"L'axe PS-N-VA, c'est l'axe du shutdown" : une "analyse réaliste" pour Kris Peeters (CD&V)

« L’axe PS-N-VA, c’est l’axe du shutdown » : la déclaration est de Charles Michel. Ce mercredi matin sur La Première, le Premier ministre en déplacement au Forum économique mondial à Davos a critiqué le PS et la N-VA qui incarnent selon lui « l’axe du blocage ». Et d’ajouter : « On revit la commedia dell’arte que l’on a vécue pendant la campagne électorale précédente où le meilleur agent électoral de la N-VA est le PS et inversement. J’appelle les citoyens à être lucide et à ne pas être dupe de ce mauvais théâtre. »

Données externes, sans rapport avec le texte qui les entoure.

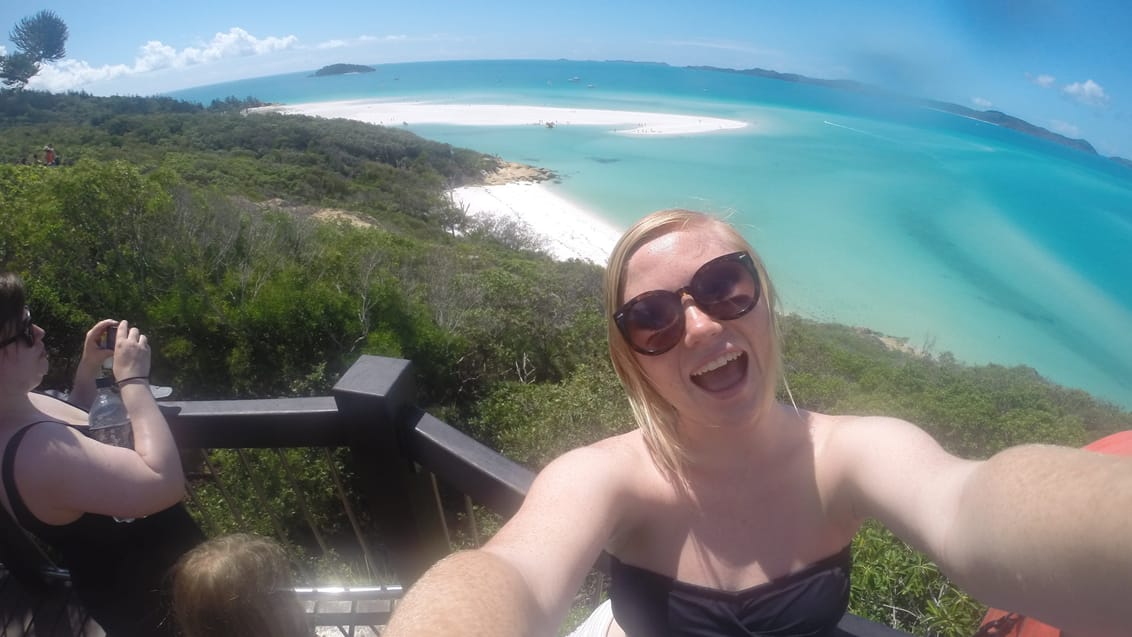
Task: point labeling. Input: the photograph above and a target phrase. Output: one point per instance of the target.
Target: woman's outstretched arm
(1039, 530)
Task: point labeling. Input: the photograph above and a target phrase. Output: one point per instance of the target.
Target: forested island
(265, 252)
(342, 69)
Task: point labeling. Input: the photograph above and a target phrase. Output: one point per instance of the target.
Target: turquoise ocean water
(960, 235)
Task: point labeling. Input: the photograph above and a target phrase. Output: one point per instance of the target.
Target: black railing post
(375, 397)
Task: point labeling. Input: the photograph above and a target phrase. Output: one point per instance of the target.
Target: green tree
(39, 39)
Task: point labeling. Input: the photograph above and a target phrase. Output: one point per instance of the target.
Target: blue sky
(1060, 65)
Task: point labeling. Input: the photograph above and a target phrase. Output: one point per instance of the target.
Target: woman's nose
(697, 324)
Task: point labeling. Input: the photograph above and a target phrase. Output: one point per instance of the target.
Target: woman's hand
(92, 353)
(131, 353)
(89, 364)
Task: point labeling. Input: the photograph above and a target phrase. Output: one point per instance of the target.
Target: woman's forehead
(670, 259)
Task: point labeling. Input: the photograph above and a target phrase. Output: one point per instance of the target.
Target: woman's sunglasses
(725, 287)
(26, 332)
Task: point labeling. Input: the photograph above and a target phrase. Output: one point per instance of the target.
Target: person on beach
(237, 585)
(68, 489)
(729, 513)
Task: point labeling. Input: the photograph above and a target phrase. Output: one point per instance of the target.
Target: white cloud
(1087, 93)
(359, 40)
(1064, 128)
(154, 56)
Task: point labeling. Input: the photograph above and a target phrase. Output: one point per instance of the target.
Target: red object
(1002, 623)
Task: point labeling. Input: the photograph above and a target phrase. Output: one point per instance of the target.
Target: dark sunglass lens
(653, 323)
(726, 289)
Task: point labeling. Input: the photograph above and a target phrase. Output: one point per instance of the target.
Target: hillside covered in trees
(263, 254)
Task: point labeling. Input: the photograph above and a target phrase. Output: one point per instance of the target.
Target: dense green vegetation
(207, 226)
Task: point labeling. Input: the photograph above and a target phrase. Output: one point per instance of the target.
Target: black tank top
(805, 603)
(118, 569)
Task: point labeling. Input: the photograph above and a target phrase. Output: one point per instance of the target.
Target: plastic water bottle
(110, 423)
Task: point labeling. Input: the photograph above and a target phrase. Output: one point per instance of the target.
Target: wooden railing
(402, 457)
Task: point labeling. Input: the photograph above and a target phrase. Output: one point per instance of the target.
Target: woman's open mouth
(722, 373)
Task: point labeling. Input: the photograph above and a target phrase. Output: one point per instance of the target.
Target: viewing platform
(412, 492)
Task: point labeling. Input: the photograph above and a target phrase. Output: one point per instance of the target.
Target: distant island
(343, 69)
(989, 117)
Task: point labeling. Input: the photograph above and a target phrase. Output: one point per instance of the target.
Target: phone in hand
(108, 337)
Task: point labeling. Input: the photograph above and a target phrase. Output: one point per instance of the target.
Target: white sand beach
(404, 113)
(571, 232)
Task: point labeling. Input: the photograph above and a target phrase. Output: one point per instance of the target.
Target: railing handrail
(371, 412)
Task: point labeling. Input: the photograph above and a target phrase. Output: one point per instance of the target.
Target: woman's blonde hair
(239, 584)
(654, 415)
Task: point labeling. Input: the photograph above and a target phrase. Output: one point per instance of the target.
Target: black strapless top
(805, 603)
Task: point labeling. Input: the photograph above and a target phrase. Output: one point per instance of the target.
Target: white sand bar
(571, 232)
(402, 113)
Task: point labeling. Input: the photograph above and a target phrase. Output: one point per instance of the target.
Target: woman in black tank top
(68, 489)
(727, 511)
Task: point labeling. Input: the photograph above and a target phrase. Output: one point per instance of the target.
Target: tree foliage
(39, 39)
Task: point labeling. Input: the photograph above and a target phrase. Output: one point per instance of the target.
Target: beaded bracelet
(133, 379)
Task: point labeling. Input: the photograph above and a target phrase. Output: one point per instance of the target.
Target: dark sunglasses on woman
(26, 332)
(725, 287)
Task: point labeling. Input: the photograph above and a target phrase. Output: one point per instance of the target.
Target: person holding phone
(730, 513)
(67, 489)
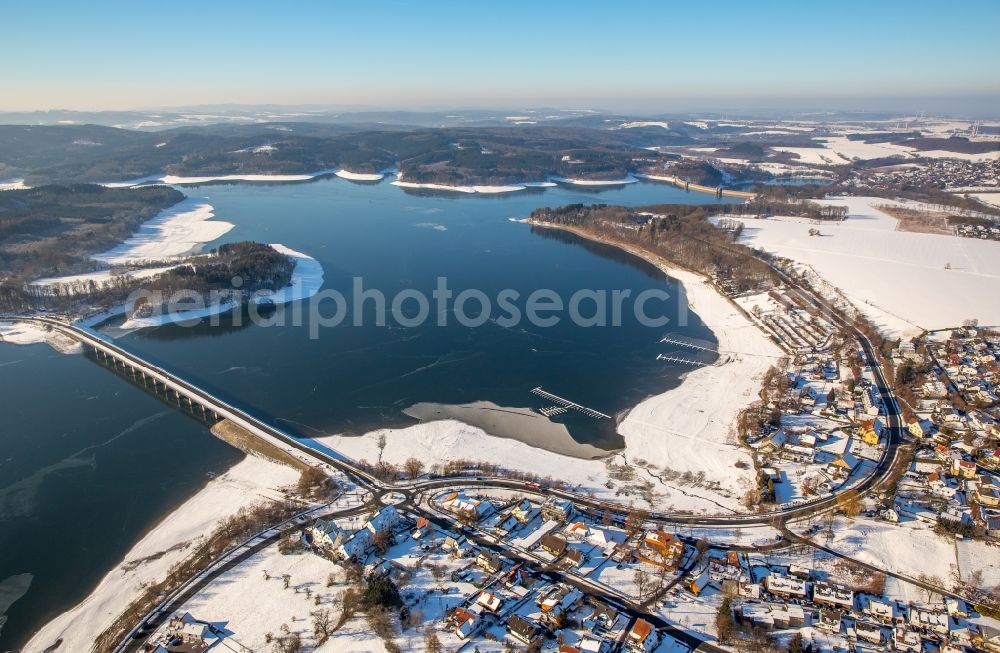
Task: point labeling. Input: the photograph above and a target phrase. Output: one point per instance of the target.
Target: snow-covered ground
(644, 123)
(685, 429)
(99, 278)
(182, 180)
(26, 333)
(176, 231)
(307, 279)
(992, 199)
(840, 150)
(486, 190)
(908, 548)
(629, 179)
(509, 188)
(897, 278)
(251, 481)
(11, 184)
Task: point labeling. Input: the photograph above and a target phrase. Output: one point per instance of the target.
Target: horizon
(844, 57)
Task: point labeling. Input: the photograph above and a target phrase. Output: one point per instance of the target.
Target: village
(511, 571)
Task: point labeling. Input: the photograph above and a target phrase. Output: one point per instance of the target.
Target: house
(553, 544)
(956, 608)
(741, 587)
(928, 620)
(869, 432)
(906, 640)
(489, 601)
(963, 468)
(868, 632)
(489, 562)
(700, 581)
(326, 534)
(467, 508)
(880, 610)
(557, 600)
(785, 586)
(523, 630)
(662, 548)
(423, 529)
(842, 466)
(192, 634)
(641, 638)
(831, 595)
(357, 546)
(575, 557)
(556, 509)
(916, 428)
(524, 512)
(455, 545)
(385, 520)
(465, 622)
(987, 495)
(830, 620)
(770, 616)
(603, 613)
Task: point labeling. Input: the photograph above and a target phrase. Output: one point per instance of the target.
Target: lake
(89, 462)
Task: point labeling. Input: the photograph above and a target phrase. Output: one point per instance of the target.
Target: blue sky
(621, 55)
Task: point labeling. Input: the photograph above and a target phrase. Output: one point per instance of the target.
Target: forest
(679, 233)
(52, 230)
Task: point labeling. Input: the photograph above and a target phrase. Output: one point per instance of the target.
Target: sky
(626, 56)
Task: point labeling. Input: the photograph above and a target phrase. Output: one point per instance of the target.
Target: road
(363, 478)
(228, 561)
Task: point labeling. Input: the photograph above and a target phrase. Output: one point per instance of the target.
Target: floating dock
(566, 404)
(682, 361)
(670, 340)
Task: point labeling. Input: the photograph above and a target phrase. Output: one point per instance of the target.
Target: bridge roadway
(255, 425)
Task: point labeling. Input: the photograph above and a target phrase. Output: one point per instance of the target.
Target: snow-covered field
(596, 182)
(251, 481)
(898, 278)
(176, 231)
(909, 548)
(11, 184)
(486, 190)
(840, 150)
(181, 180)
(685, 429)
(307, 279)
(99, 278)
(992, 199)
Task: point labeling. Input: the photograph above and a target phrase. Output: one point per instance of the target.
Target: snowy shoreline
(684, 429)
(307, 279)
(173, 233)
(179, 180)
(149, 560)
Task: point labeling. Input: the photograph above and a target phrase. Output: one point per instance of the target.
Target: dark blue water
(88, 462)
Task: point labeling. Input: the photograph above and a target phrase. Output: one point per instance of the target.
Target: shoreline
(164, 543)
(521, 424)
(745, 354)
(685, 429)
(307, 279)
(184, 180)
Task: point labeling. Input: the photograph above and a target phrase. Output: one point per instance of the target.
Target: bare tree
(413, 467)
(322, 625)
(431, 642)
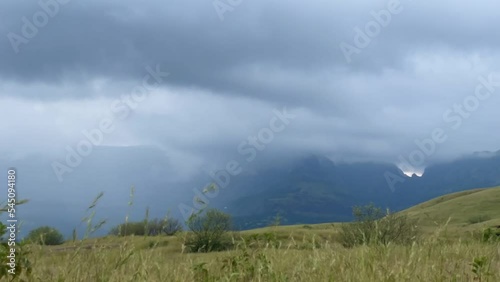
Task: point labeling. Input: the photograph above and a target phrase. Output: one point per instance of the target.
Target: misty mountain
(312, 189)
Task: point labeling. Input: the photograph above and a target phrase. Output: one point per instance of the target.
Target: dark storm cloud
(258, 41)
(263, 55)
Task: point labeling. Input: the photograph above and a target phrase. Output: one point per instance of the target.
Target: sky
(406, 82)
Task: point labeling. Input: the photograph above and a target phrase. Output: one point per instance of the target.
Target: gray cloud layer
(227, 76)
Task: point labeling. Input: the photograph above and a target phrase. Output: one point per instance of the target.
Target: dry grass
(294, 258)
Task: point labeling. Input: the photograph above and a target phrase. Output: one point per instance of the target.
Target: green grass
(294, 253)
(462, 212)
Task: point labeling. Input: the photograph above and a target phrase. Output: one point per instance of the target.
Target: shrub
(155, 227)
(209, 231)
(45, 235)
(478, 219)
(372, 226)
(490, 235)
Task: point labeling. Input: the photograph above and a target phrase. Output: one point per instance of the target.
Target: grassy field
(448, 251)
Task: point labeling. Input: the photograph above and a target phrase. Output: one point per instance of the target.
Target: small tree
(209, 231)
(45, 235)
(171, 226)
(372, 226)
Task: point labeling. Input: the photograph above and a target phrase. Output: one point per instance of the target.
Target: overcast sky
(359, 89)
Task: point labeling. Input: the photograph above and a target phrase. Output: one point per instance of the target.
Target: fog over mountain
(102, 95)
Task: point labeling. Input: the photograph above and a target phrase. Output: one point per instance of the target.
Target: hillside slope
(467, 210)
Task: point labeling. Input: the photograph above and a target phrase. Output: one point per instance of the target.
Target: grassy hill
(292, 253)
(463, 211)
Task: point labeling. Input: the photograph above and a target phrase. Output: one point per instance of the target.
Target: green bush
(372, 226)
(490, 235)
(155, 227)
(478, 219)
(209, 232)
(45, 235)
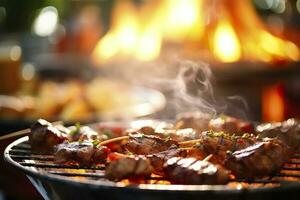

Lui aussi présent à Davos, Kris Peeters (CD & V) a déclaré au micro de la RTBF « compren[ait] très bien l’analyse du Premier ministre. C’est une analyse qui est réaliste. J’ai aussi constaté que la N-VA attaque le PS, que le PS attaque la N-VA. C’est un peu bizarre parce que la N-VA est active en Flandre pour les Flamands […] et le PS n’est pas actif en Flandre. C’est une stratégie qui n’est pas nouvelle, une stratégie très bizarre. »

« Faire peur à l’électeur flamand »

La petite phrase n’a pas manqué de faire réagir Bart De Wever. Pour le président de la N-VA, le Premier ministre démissionnaire cherche à effrayer les électeurs flamands. « Je vois cette déclaration de Charles Michel comme un exercice visant à faire peur à l’électeur flamand. Ce sera le chaos, ce sera le blocage et il y aura le séparatisme, mais ce ne sont pas les choses dont je veux parler », a-t-il dit. « Nous avons démontré pendant les dernières années que nous étions un parti de gouvernement responsable ».

Du côté du PS, c’est Ahmed Laaouej, le chef de groupe socialiste à la Chambre, qui a pris la parole. « Charles Michel a manifestement besoin d’un peu de repos. J’ignore si c’est le froid de Davos qui lui joue des tours mais il semble oublier que le MR a servi de paillasson pendant 4 ans à la N-VA, qu’il a accepté tous les reculs sociaux et sur les valeurs fondamentales », a-t-il déclaré.